That really does share an uncanny resonance with the relationship between the two characters you’re now playing in The Children, Rose and Hazel.
SP: It works perfectly, actually. It gives us a great sense of history and a great sense of unity in a shifting time, in a time of great personal shifts. And yet there is this shared alignment. So it has been oddly useful to have that point of reference.
PR: And it’s another piece of great female writing, just like The Heidi Chronicles.
Sarah, you’ve also played a number of characters in the past couple of years who are fiercely accomplished intellectually: Patricia Highsmith in Switzerland; a neuroscientist in Fury [both by Joanna Murray-Smith], and now a nuclear physicist in The Children. All those roles were penned by women. Do you see a shift in the status quo, with more roles emerging that reach beyond that maternal stereotype?

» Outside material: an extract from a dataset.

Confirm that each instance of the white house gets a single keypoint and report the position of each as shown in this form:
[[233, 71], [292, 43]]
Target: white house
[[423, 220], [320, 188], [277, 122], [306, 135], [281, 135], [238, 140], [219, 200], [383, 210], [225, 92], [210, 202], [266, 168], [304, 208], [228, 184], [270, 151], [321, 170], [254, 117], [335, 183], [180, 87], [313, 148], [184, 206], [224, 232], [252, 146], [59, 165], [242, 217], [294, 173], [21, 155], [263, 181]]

SP: Absolutely. And I think that kind of writing is coming through more and more, and making it to our biggest stages more and more.
PR: That is a huge shift from the kind of theatre that dominated in the '80s and '90s.
SP: It really offers—very fortuitously—some tremendously complex and challenging roles at a point when you have the experience and skill to take them on. And what’s really exciting is that this shift is happening largely in new work. It’s really reframing the female experience towards a more essential and central determining role, rather than something more passive to the circumstance or a role that is only reactionary.
Let’s talk about The Children. One of the interesting challenges of a play like this is that the reputation of Lucy Kirkwood is stratospheric, so expectations are high. But The Children is a new piece of writing, and therefore an unknown quantity in many ways.
SP: I was aware of Lucy Kirkwood from Kip Williams’ production of Chimerica, so I already had some sense of her talent. But really, you have to feel a personal response to a role in order to realise its potential, first and foremost you have to have a response to the writing.
Regardless of how well it may have been received overseas, if I’d read it and I hadn’t felt a connection to it, then I would have passed. And in the end, your choices in that role determine the way that character will be experienced by an audience.
PR: And once you get into the process of exploring that text, and mining it, and bouncing your ideas off your fellow actors in the rehearsal room, the thought of any influence outside of that space completely disappears. And you don’t necessarily have to understand the whole of the role before you enter into that process either. If you can find one small something, one moment where you feel that click, ninety-nine per cent of the rest of the work can be a mystery, but if you have that one glimpse of what you might bring to that role, then you’re in. And if the play has been written well and designed well, then that is enough to go on.